From a security perspective, workstations (desktops, laptops, smartphones) can never be completely controlled, equating to a plethora of possible breaches CISOs must foresee and navigate. Simply advising employees to be wary of predatory behavior from unknown attackers is not sufficient. Knowing a) what to protect, b) which possible dangers exist and c) who the hypothetical attackers are, is necessary for every CISO.
“We have just been connected!” I hear my Nixu Red Team colleague yell. A client has requested an internal security test, and we have sent eight emails in succession. We avoid excessive messages to ensure that it remains discreet. The email includes an attachment, a MSword file containing a macro. The macro “rings our office” and now my colleague controls the clients’ workstation.
This kind of bait and switch method works the majority of the time, even with companies that have integrated customized security protocols. In this case the workstation is fully patched and no vulnerability used. It is functionality of Windows which is relied upon. This cannot be repaired (with a patch) because it is not severed/broken.
My colleague sends out messages to employees of our client; they receive a pop-up notification asking if a macro can be initiated. If the client does not permit the macro to run, we cannot complete our attack. However, that is why we send eight emails – there is always someone who does. This may be humorous for my colleagues, but less so for the CISO, whom I am often standing with on the work floor.
The reality is that workstations (desktops, laptops or smartphones) cannot be completely controlled. If your allowed software is not white-listed, you don’t even know which software is running. Nor can you be confident that an end user will always make the right decision when it comes to security. In this example the user is even an employee working in the IT department and should be aware of the risk. Next to this it is also impossible to know where the laptop has been, who has had physical access to it and which networks the device has been connected to.
Advising employees to be “mistrustful” may seem exaggerated, but one must consider the scale of the situation. Propose that we were not speaking about a workstation, but the delivery van of a company. The ‘boss’ has no way of knowing what the van is carrying at every given moment. He can trust the employee, but he can never be completely assured that the employee will not cause damage. If the employee wants to abuse this situation, that is possible.
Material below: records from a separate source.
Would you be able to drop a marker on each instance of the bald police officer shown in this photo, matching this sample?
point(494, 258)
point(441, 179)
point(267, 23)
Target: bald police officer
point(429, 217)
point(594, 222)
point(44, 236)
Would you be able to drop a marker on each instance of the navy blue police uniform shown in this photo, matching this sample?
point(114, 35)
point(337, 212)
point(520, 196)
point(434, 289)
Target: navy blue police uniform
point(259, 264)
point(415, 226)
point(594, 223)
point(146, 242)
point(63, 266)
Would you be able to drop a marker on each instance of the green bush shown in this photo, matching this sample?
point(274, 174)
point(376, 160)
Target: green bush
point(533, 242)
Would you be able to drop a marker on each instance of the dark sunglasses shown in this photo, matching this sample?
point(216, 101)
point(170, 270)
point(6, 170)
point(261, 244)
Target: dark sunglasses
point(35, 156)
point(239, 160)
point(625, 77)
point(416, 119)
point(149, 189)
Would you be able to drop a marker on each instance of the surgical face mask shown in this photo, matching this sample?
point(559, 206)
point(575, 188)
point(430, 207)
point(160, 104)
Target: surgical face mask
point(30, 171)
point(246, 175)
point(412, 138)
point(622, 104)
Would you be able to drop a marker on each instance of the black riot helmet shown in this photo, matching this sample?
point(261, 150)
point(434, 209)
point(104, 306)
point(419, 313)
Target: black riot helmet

Security begins with knowing: what you want to protect, the possible dangers that exist and who the hypothetical attacker could be.
The discussion surrounding applications on Chinese network devices is a very relevant example. We don’t know exactly what they need to protect, because we aren’t yet familiar with the future applications of the 5G network. Nor do we know how attackers can penetrate the devices connected to the network. The objectives are not always clear: Spying? Sabotage?
Preventing digital theft is probably a bit simpler than blocking corporate spies. The latter is searching for information that is unique to you and in the past we have learnt that these kinds of attackers do indeed gain access. Most likely via a user that is misled, but also possibly with a physical breach. Criminals will not bother you if someone else is an easier target.
In all cases, it is improbable that workstations are what attackers are aiming for. You cannot ignore the possibility that there is sensitive information on a single device, but the notion that one device holds all of the corporate information is exceptionally rare. Criminals use workstations as a means to connect to servers which support files or databases.
Therefore, it is time to start treating workstations as if they are random web-connected machines that belong to someone else. It is more important to monitor servers that are processing the most valuable data, deep down in the networks.
Companies should carry out a Business Impact Analysis (BIA) to create an inventory of which information and systems are important. Workshops for the most important users and the system administrators should be hosted to explore how their systems could be hacked, what the signs are when they have been breached and how such a situation can be managed. To be fully prepared for such a scenario, practice is essential.
After dispatching the eight emails, my colleagues were busy for an hour…waiting. Then at once they gained access to the workstation. Their goal? To reach a server. Were they caught on time? Ask the CISO.